Des affrontements et des pillages

Dès 2005, à la fin de la seconde guerre civile soudanaise, et plus encore après l’indépendance du Soudan du Sud en 2011, Pékin s’est impliqué dans la construction de bâtiments publics, et d’autoroutes, ou dans l’attribution de bourses aux étudiants, alors même que la Chine avait soutenu le régime de Khartoum contre les rebelles sud-soudanais. Une petite communauté chinoise s’était rapidement constituée dans ce pays neuf, avec plus de 3 500 ressortissants au plus fort de sa présence. Mais plus des deux tiers sont aujourd’hui repartis, après avoir fait faillite ou pris peur face aux violences qui ont touché la capitale. En 2013 d’abord, quand a démarré une nouvelle guerre civile, puis en 2016, lorsqu’un premier accord de paix a échoué, donnant lieu à des affrontements et des pillages qui n’ont pas épargné les Chinois.

Malgré ces soubresauts, Pékin a œuvré à renforcer sa présence. L’enseigne rouge vif « China Aid » surplombant l’entrée des nouveaux bâtiments de l’Hôpital universitaire de Juba avertit le visiteur : ces édifices de trois étages, étalés sur une surface de 13 450 m2 sont un cadeau de la Chine. Ils ont été inaugurés en 2019, « en conclusion de la phase 1 du projet de modernisation et d’expansion » de l’hôpital, explique le Dr Ding Zhen, chef de la 9e mission médicale chinoise au Soudan du Sud. Un partenariat avec l’université provinciale d’Anhui, en Chine, établi en 2012 qui a permis de doter l’établissement d’un tout nouveau département d’imagerie médicale.

Mais derrière la façade lisse d’une relation fondée sur le « respect » et les « bénéfices mutuels », la réalité est plus nuancée.

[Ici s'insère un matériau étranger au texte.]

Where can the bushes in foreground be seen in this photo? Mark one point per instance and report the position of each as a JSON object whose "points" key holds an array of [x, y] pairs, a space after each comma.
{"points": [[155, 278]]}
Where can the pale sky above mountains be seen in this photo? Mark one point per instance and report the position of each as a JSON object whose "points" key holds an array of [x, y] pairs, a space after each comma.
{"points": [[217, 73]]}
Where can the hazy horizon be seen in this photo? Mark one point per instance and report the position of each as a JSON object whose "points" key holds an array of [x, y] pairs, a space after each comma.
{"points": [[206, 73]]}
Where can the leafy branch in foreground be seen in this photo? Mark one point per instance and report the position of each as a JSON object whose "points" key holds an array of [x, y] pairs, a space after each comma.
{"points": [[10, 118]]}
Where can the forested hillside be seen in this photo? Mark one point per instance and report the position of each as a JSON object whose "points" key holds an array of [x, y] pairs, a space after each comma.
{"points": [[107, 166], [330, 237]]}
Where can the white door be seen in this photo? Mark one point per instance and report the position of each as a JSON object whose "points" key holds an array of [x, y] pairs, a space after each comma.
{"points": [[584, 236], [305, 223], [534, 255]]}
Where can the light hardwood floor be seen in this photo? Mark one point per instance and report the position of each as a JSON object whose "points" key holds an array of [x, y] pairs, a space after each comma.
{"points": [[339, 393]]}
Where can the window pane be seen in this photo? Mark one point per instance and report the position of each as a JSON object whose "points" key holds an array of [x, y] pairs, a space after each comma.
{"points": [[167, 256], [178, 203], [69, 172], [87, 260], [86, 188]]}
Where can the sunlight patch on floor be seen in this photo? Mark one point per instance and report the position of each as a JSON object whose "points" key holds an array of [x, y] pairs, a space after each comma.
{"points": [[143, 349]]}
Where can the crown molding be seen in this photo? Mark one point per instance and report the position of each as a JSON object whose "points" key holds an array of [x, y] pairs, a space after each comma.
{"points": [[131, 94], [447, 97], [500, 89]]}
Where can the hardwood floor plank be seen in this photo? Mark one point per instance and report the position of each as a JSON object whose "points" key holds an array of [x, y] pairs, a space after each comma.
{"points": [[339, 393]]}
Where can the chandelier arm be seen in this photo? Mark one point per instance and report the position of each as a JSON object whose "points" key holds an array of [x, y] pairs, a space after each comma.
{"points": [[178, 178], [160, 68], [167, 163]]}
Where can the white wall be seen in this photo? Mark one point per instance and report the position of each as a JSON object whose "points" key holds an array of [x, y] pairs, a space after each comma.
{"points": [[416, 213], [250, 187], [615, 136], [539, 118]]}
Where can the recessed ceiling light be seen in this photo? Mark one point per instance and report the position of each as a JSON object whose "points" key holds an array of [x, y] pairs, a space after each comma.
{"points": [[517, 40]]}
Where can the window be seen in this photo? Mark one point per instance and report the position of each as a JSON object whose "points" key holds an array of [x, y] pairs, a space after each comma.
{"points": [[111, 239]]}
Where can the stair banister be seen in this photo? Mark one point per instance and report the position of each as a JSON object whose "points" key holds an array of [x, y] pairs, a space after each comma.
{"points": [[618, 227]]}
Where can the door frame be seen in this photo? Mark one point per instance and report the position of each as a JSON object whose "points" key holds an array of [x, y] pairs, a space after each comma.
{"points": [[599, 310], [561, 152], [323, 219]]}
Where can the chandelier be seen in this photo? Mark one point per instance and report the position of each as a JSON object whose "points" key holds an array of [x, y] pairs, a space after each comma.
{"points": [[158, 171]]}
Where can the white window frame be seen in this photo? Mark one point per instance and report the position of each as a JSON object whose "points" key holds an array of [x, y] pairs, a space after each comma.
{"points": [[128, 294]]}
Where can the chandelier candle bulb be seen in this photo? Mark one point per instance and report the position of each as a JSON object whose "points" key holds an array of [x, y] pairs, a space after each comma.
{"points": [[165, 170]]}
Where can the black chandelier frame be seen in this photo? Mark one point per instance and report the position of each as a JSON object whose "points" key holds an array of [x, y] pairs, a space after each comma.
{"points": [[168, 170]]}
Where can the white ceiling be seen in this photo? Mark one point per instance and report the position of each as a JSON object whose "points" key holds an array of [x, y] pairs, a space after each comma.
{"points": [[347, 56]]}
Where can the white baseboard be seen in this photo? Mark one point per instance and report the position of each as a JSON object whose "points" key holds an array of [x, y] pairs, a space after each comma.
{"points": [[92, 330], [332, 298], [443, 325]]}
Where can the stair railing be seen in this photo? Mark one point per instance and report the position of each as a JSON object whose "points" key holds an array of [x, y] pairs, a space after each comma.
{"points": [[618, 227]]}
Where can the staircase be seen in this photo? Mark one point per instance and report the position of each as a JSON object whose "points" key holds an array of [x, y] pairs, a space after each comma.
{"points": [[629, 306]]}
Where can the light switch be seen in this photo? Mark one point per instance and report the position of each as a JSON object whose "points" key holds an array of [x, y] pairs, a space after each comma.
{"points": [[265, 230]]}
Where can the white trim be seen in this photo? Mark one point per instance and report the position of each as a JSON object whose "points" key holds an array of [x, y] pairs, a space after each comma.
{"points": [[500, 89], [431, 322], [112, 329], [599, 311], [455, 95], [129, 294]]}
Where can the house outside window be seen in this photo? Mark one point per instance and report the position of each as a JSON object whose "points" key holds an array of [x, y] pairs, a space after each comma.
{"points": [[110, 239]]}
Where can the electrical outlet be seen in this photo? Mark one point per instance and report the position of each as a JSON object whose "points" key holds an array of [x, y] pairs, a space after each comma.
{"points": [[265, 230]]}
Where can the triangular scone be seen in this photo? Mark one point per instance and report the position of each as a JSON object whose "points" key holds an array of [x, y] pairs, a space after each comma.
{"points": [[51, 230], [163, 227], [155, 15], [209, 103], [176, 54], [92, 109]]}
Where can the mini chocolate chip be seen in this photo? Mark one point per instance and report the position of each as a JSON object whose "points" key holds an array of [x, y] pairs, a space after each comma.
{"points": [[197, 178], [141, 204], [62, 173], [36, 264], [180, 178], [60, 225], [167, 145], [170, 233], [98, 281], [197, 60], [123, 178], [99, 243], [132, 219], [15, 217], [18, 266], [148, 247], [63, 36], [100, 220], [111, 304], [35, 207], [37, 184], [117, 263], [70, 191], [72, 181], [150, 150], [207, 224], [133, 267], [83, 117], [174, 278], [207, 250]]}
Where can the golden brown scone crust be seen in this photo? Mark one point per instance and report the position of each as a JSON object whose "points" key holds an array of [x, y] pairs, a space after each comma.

La crise sud-soudanaise a fait des victimes chinoises : deux casques bleus tués en 2016, et un ingénieur abattu en mai sur le chantier de l’autoroute Juba-Rumbek. En outre, l’accord de paix « revitalisé » de 2018 n’a toujours pas donné naissance à une armée unifiée, projet soutenu par la Chine, principale donatrice de tentes, d’uniformes et de nourriture pour les camps d’entraînement. Enfin, des velléités de plus grande régulation du secteur pétrolier, et en particulier la mise en place de grilles de salaires plus avantageuses pour les employés sud-soudanais, ne plaisent pas à Pékin.

Colère des Sud-Soudanais

« Le pétrole d’abord, le bois tropical ensuite, la position stratégique enfin, entre le Sahel et la Corne de l’Afrique, tels sont les intérêts actuels de la Chine au Soudan du Sud, résume Jean-Pierre Cabestan, directeur de recherches au CNRS. Seulement, les puits exploités par la compagnie nationale chinoise s’épuisent et nécessitent d’importants investissements si elle veut continuer, ce qui n’est pas sûr. »

Pour ceux qui ont tout misé sur le Soudan du Sud, il paraît toutefois difficile de faire arrière. Derrière son vaste bureau au troisième étage d’un immeuble « construit en six mois » et inauguré en 2010, Wu Yanhua dit avoir investi 8 millions de dollars (7 millions d’euros) à Juba. « Tout l’argent de ma famille, je l’ai amené ici, et pour l’instant, je n’ai rien récupéré », lâche celle qui possède deux hôtels, un grand supermarché, une ferme et un hôpital dans la capitale sud-soudanaise, en lieu et place des usines de textile qu’elle détenait à Pékin. Comme elle, de nombreux entrepreneurs chinois emploient des personnels locaux. Une aubaine dans un pays en situation de naufrage économique et de crise humanitaire, mais qui va de pair avec des salaires bas et des conditions de travail parfois difficiles.

Si Joseph Salah, vendeur dans un magasin de cosmétiques, se satisfait des 50 000 livres (environ 100 euros) qu’il perçoit chaque mois, nombre de Sud-Soudanais travaillant pour des grossistes chinois au marché de Konyo-Konyo ne cachent pas leur colère : « Les Chinois ne respectent pas les droits humains ! Ils vous font travailler du lundi au lundi, pour un salaire ridicule ! », lance l’un d’eux, qui préfère ne pas être nommé.

Li Guangdong, 24 ans, en est convaincu : « On ne peut pas traiter les Sud-Soudanais comme de la simple main-d’œuvre. Sans former les personnels locaux, nous ne pourrons jamais survivre ici. » Lui occupe un poste de commercial pour l’entreprise Shandong Dejian, spécialisée dans la construction. A Juba depuis trois ans, le jeune homme vif et avenant savoure sa vie d’expatrié en Afrique, qu’il imagine longue.